Er wurde in eine wohlhabende Familie mit aristokratischen Wurzeln geboren. Mit 14 Jahren veröffentlichte er seine ersten Gedichte, und bereits mit 16 erschienen Gedichte von ihm in der Anthologie des Literatur-Preises Almeida Garrett. 1954 verließ er das Elternhaus und verdiente seinen Lebensunterhalt mit verschiedenen Tätigkeiten, etwa mit dem Vertrieb von Kaugummiautomaten und in der Werbung. Er studierte Literaturwissenschaften und Rechtswissenschaften an der Universität Lissabon, ohne Abschluss.

1963 erschien sein erstes eigenes Buch, die Gedichtssammlung A Liturgia do Sangue (dt.: Die Liturgie des Blutes). In den folgenden Jahren erschienen eine Reihe Lyrik-Publikationen von ihm. Er trat aber auch mit Rezitationen klassischer portugiesischer Literaten auf, von denen einige bis heute als Tonträger erhältlich sind, beispielsweise seine Interpretationen von Werken von Bocage, Camões oder der Predigt des Santo António an die Fische, des Paters António Vieira.

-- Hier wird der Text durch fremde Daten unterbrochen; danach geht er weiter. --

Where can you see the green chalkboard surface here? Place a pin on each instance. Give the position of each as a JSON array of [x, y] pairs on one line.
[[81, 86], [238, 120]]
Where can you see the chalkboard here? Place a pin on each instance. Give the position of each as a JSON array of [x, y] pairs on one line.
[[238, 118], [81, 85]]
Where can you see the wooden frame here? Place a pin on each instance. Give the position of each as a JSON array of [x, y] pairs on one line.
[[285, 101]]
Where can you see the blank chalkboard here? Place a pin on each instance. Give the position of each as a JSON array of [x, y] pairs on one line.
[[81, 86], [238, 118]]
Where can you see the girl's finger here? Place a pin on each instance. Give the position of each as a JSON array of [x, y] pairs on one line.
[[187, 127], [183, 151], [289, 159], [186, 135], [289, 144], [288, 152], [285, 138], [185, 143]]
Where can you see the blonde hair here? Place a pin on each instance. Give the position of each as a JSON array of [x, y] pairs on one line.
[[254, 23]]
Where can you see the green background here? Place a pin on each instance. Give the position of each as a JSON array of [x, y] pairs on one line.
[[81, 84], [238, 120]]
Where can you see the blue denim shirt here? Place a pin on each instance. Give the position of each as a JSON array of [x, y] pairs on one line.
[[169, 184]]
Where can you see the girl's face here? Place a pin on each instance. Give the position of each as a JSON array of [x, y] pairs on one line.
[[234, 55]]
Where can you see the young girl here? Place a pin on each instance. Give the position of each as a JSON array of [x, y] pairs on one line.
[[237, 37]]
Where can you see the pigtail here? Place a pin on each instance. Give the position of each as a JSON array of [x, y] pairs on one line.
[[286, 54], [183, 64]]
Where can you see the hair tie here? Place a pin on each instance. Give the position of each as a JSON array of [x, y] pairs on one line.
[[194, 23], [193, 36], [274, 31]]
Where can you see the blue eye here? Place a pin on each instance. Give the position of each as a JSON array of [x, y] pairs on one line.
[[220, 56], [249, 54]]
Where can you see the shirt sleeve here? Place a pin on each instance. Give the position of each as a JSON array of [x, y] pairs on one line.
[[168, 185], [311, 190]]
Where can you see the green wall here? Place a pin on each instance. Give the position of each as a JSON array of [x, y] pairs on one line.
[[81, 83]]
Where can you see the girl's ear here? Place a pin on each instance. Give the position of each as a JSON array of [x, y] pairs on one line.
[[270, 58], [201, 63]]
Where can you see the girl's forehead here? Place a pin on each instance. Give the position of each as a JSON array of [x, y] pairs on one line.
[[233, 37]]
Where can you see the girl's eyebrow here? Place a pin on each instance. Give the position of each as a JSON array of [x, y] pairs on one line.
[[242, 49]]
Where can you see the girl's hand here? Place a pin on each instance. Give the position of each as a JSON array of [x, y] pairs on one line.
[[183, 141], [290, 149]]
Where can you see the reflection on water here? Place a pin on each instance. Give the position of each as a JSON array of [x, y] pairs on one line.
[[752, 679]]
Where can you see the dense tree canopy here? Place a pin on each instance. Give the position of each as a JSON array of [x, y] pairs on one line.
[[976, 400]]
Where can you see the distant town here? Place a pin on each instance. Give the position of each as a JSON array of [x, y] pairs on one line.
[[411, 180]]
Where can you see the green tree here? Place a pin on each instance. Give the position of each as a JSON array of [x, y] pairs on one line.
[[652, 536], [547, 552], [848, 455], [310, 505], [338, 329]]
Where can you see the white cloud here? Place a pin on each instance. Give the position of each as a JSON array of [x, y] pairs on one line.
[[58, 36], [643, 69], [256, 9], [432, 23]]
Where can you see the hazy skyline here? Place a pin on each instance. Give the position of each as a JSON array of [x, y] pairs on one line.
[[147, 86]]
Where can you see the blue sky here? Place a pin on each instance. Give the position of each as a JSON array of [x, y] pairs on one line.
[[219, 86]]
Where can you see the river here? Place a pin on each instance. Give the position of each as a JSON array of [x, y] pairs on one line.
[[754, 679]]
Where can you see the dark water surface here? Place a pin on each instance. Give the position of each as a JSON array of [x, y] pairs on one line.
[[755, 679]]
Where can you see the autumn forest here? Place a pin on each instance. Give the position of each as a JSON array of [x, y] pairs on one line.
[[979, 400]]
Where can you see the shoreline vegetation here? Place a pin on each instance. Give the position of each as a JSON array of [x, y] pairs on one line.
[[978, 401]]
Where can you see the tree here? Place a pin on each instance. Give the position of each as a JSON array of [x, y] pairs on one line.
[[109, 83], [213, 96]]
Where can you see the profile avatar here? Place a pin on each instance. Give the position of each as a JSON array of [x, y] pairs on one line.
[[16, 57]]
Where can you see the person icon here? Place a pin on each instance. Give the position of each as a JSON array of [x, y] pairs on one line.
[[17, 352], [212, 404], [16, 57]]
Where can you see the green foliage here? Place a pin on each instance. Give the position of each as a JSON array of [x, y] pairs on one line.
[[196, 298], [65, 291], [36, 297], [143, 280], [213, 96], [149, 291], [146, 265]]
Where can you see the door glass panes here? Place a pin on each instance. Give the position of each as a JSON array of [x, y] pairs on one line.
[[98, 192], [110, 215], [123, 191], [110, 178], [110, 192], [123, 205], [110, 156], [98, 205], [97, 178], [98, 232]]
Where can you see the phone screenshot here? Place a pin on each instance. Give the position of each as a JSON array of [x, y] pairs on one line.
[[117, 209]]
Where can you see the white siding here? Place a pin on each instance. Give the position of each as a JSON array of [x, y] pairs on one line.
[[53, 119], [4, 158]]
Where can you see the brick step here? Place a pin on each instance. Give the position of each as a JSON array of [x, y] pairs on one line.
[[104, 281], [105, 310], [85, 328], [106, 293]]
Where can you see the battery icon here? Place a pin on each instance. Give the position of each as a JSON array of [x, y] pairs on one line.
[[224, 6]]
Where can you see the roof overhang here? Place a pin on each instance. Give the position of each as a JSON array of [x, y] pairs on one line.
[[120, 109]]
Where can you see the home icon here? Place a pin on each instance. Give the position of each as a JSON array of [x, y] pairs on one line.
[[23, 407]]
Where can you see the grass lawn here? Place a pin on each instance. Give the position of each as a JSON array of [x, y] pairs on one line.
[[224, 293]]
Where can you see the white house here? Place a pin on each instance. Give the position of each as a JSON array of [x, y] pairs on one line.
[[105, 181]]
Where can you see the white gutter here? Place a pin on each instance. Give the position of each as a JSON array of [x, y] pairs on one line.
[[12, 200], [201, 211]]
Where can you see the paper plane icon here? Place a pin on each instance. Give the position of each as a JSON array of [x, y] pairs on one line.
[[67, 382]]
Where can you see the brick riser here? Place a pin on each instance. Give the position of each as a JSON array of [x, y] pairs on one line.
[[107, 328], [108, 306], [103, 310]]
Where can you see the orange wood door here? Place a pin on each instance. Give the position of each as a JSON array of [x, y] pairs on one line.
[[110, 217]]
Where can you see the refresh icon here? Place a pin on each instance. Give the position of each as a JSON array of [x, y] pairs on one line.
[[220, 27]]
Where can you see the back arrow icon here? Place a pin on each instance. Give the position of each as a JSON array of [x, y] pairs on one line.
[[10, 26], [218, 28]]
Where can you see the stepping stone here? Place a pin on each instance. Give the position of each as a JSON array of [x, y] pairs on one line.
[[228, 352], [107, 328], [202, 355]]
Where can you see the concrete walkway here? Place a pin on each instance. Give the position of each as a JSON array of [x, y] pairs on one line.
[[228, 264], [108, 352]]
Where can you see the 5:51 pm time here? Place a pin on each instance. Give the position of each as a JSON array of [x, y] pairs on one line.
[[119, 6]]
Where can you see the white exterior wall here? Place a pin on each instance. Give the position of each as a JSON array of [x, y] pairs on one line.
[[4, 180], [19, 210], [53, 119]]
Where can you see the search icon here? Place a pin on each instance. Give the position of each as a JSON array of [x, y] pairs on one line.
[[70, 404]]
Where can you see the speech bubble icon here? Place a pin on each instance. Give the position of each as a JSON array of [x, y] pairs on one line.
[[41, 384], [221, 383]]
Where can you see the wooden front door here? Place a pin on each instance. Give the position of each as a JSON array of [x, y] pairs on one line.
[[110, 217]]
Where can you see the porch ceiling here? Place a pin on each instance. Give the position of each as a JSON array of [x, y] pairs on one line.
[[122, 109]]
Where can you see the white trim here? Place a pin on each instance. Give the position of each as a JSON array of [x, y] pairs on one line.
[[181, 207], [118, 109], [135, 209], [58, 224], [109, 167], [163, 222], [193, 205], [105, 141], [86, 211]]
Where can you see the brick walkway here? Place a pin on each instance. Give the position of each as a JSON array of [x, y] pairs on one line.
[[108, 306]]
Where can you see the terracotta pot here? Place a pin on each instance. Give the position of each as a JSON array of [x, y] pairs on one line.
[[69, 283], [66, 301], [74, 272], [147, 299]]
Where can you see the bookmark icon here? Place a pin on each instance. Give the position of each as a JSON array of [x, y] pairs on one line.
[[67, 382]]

Dem Salazar-Regime ablehnend gegenüber eingestellt, beteiligte er sich 1969 an den Comissões Democráticas Eleitorais[1], aus denen die Partei Movimento Democrático Português (MDP/CDE) hervorging. Noch 1969 trat er der illegalen Portugiesischen Kommunistischen Partei (Partido Comunista Português, PCP) bei, und wurde in deren literarischen Zirkeln aktiv. Seine zunehmende Politisierung zeigte sich insbesondere in seinen zahlreichen sozialkritischen Texten vor und nach der Nelkenrevolution 1974.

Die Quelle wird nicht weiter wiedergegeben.